During Carl's mission to rescue Kevin, most of the animal skeletons and antiques in the exhibition hall were destroyed and lost (some due to Muntz's violent rage to kill Carl, others due to Dug accidentally pushing the lever that turned the dirigible sideways after being cornered by the dog pack). A small portion of the exhibition hall (the window where some portions of animal skeletons fell on) was also damaged.
After Muntz's death, the airship is now owned by Carl and Russell, with Dug as the new leader of the dog pack, which they use to return to the U.S.A. At the end of the film, the airship is parked over the handicap spot by Fentons Ice Cream as Carl, Russell and Dug observe passing cars.

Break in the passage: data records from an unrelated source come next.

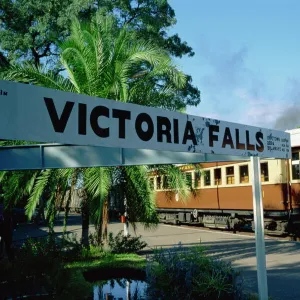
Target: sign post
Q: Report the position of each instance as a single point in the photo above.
(39, 114)
(259, 229)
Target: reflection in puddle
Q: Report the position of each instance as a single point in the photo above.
(121, 289)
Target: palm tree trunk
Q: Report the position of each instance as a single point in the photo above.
(85, 215)
(105, 219)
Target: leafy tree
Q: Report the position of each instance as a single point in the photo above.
(31, 30)
(101, 60)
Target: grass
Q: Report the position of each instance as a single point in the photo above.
(107, 260)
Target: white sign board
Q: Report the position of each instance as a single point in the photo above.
(39, 114)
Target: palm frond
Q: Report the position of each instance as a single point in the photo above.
(38, 189)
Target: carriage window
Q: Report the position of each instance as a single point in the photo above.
(244, 174)
(165, 182)
(151, 183)
(206, 178)
(264, 172)
(296, 171)
(230, 175)
(295, 156)
(295, 165)
(218, 176)
(188, 177)
(197, 179)
(158, 183)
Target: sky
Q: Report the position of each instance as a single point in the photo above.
(247, 59)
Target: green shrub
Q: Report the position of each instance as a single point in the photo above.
(188, 273)
(125, 244)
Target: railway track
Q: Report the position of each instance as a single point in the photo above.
(243, 233)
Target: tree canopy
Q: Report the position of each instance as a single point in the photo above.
(31, 30)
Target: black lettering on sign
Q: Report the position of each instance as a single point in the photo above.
(239, 145)
(212, 137)
(97, 112)
(59, 123)
(189, 133)
(144, 135)
(259, 140)
(227, 139)
(122, 115)
(249, 146)
(166, 131)
(176, 135)
(82, 118)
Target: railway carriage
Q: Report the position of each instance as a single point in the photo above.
(221, 195)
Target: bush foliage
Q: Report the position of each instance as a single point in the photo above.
(125, 244)
(189, 273)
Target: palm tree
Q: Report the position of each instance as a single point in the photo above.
(104, 61)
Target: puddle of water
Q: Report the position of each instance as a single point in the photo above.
(121, 289)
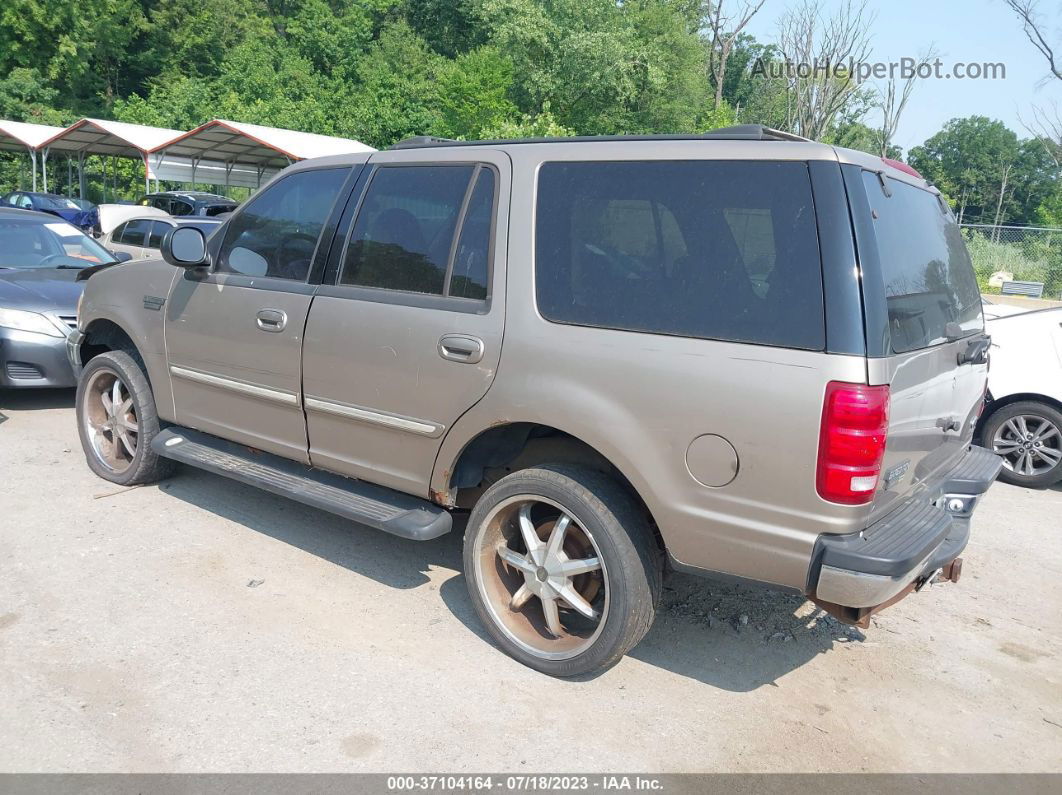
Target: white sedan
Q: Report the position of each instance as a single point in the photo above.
(1023, 419)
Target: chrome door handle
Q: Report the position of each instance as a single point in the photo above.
(461, 348)
(271, 320)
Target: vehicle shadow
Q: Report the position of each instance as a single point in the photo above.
(733, 637)
(36, 399)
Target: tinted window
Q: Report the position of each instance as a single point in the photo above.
(133, 232)
(473, 255)
(929, 280)
(277, 232)
(158, 230)
(714, 249)
(403, 237)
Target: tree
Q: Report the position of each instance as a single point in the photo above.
(725, 24)
(1035, 31)
(816, 51)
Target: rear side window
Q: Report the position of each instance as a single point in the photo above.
(276, 232)
(133, 232)
(929, 283)
(713, 249)
(404, 236)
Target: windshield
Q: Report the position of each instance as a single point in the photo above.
(56, 203)
(28, 243)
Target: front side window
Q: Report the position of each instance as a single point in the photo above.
(133, 232)
(719, 249)
(929, 283)
(403, 238)
(276, 234)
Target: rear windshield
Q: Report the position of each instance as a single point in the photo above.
(929, 282)
(712, 249)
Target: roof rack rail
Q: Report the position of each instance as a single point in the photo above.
(738, 133)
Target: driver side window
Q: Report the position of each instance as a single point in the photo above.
(276, 232)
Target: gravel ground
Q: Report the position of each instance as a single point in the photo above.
(201, 625)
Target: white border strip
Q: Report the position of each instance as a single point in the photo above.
(366, 415)
(279, 396)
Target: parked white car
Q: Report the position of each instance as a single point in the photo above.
(1023, 420)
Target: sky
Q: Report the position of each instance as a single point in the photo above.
(968, 31)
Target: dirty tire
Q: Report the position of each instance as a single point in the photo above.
(997, 435)
(602, 513)
(144, 466)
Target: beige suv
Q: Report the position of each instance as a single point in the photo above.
(735, 353)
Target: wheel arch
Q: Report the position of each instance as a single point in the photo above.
(512, 446)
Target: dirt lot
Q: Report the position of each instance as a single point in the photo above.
(203, 625)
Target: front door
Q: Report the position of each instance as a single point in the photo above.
(235, 334)
(409, 336)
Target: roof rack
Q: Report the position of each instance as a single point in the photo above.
(738, 133)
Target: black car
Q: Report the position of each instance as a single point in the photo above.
(189, 203)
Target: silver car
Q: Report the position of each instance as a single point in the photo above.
(739, 353)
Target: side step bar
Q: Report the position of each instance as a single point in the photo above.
(383, 508)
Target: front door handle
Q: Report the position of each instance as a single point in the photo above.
(461, 348)
(271, 320)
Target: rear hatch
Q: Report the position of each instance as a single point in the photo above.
(934, 318)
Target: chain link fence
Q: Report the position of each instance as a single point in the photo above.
(1020, 253)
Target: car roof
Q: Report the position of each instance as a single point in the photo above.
(743, 141)
(20, 212)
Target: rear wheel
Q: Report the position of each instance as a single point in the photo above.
(562, 568)
(1027, 435)
(117, 420)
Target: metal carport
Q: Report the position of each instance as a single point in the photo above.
(16, 136)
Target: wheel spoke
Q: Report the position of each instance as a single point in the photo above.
(531, 539)
(520, 598)
(515, 559)
(552, 615)
(569, 594)
(557, 536)
(572, 568)
(1049, 454)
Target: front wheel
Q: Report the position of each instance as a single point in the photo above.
(1028, 436)
(562, 568)
(117, 420)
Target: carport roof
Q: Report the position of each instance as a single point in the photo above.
(19, 135)
(101, 137)
(237, 142)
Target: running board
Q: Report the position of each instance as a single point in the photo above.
(383, 508)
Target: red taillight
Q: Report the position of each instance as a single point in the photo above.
(855, 420)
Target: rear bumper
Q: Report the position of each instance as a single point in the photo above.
(863, 571)
(32, 360)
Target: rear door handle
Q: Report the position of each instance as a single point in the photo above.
(271, 320)
(461, 348)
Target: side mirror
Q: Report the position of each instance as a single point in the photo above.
(185, 246)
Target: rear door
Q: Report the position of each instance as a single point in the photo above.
(409, 336)
(930, 314)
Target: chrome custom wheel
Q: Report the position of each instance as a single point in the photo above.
(109, 419)
(542, 577)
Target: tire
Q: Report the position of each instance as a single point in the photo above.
(605, 525)
(1034, 462)
(107, 454)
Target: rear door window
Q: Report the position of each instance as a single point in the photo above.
(929, 283)
(712, 249)
(276, 234)
(404, 232)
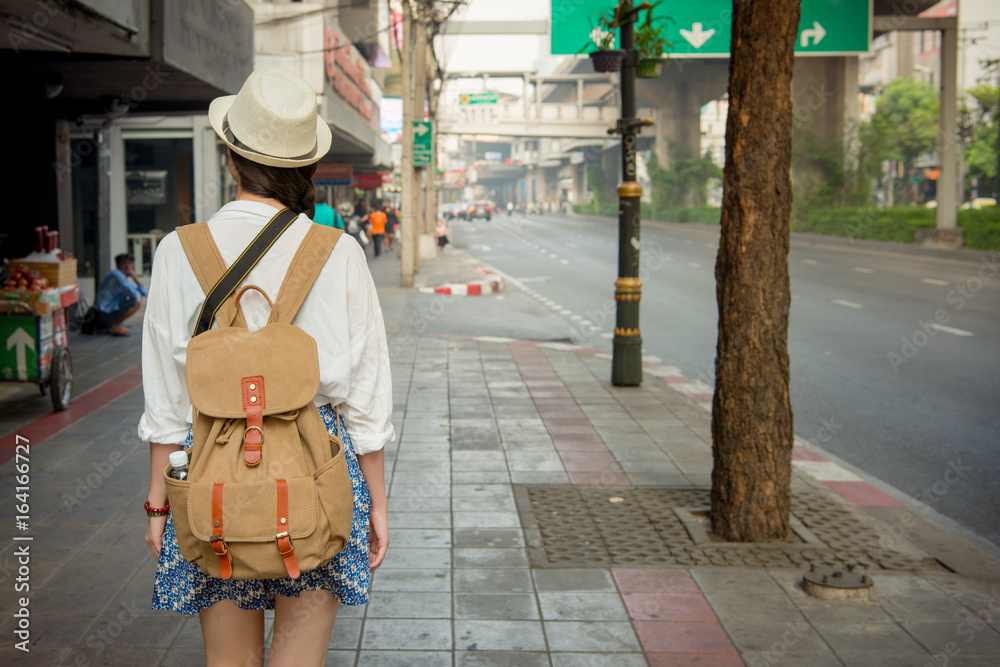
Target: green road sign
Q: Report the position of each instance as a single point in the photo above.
(477, 98)
(826, 27)
(423, 132)
(18, 353)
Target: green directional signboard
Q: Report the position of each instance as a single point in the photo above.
(423, 132)
(477, 98)
(826, 27)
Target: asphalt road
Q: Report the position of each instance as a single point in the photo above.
(895, 360)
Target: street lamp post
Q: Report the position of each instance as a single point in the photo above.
(626, 356)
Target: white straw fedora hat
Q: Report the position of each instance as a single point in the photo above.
(272, 120)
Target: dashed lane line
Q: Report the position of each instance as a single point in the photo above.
(847, 304)
(946, 329)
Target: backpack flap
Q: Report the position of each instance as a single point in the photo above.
(250, 510)
(219, 360)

In the short "George and A.J.", Carl lands the Spirit of Adventure on George and A.J.'s van, crushing it completely, much to their horror.
- The Spirit of Adventure is described during the news reel shown at the start of Up as "longer than 22 prohibition paddy wagons". The average police wagon of the prohibition era was approximately 25 feet long, making the Spirit's length greater than 550 feet with a possible hull diameter (width) of about 100 feet.
- In real life 2009, such functional blimps like this one no longer exists. It's unknown that how Muntz sustained this relic for so long.